水は器

増田朋美

水は器

今日は、やや曇っていて、どんよりという言葉がぴったりの日であった。こういう時は、誰であっても憂鬱な気分になりやすいものだ。其れはしかたないと言えば仕方ないで片付くこともあるけれど、時にはどうしても打破しなければならない問題に、発展するときもある。

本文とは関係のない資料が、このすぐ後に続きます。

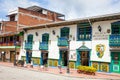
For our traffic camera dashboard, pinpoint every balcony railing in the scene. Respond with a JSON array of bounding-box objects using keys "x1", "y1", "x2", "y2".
[
  {"x1": 25, "y1": 42, "x2": 33, "y2": 50},
  {"x1": 39, "y1": 42, "x2": 48, "y2": 50},
  {"x1": 58, "y1": 37, "x2": 68, "y2": 46},
  {"x1": 109, "y1": 34, "x2": 120, "y2": 47}
]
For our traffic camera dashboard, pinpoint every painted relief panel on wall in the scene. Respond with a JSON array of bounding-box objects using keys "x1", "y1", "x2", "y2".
[
  {"x1": 96, "y1": 44, "x2": 105, "y2": 58},
  {"x1": 92, "y1": 25, "x2": 110, "y2": 40}
]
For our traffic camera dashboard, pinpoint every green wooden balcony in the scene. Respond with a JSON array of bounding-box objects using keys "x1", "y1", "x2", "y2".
[
  {"x1": 25, "y1": 42, "x2": 33, "y2": 50},
  {"x1": 58, "y1": 37, "x2": 68, "y2": 46},
  {"x1": 39, "y1": 42, "x2": 48, "y2": 50},
  {"x1": 109, "y1": 34, "x2": 120, "y2": 47}
]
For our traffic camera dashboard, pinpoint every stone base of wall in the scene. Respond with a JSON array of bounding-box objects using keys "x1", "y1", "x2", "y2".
[{"x1": 92, "y1": 62, "x2": 110, "y2": 72}]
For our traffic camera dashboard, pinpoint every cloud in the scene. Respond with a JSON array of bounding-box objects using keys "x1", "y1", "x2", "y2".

その日も、花村義久は、新しく入居した小さな家で、しずかに楽譜などを書いていた。思えば、先日まで暮らしていた、大きくて立派な建物よりも、こういう小さな家の方が、自分には向いているのかもしれない。立派な建物は、確かに立派だが、家を管理することが、自分にはできないのだ。そのために、何人も、女中さんを雇わなければならなかったし、女中さんたちに、気遣いをするのも、なんだか負担になってしまう。そういう事をするよりも、自身で何でも片付けてしまうほうが、なんだか気楽だった。ただ、たった一人、どうしても先生のそばに居たいと言ってきかない女中さんがいて、彼女だけが、花村家に残った。だからいまでは、その女中さんと一緒に暮らしている。女中さん、正確に言えば、ヘルパーさんなのだが、その彼女、秋川さんは、花村先生と一緒に働くのが、何よりも生きがいなんですよ、なんていって、聞かないのだった。

「はい、もしもし、花村でございます。」

秋川さんが、そう電話している。電話の応対も、本当は秋川さんに任せきりにしてしまうのではなく、自分で何とかしたいなあと思う花村であったが、秋川さんは、先生のお手伝いなら、何でもしますから、と言って、聞かないのだった。

「ああ、さようでございますか。ちょっとお待ちくださいね。」

と、秋川さんは、電話を保留にして、花村のいる小さな部屋にやってくる。

「花村先生、あの、お稽古を見学したいという方が来ていますが。」

と、秋川さんが言った。

「ええ、いつですか。」

花村がそういうと、

「これから、すぐに行けるそうです。」

と、秋川さんは、そういう。つまり飛び入り参加という事か。たまにそういう人がいるのだが、大概は碌なものではないという事は、花村は経験で知っていた。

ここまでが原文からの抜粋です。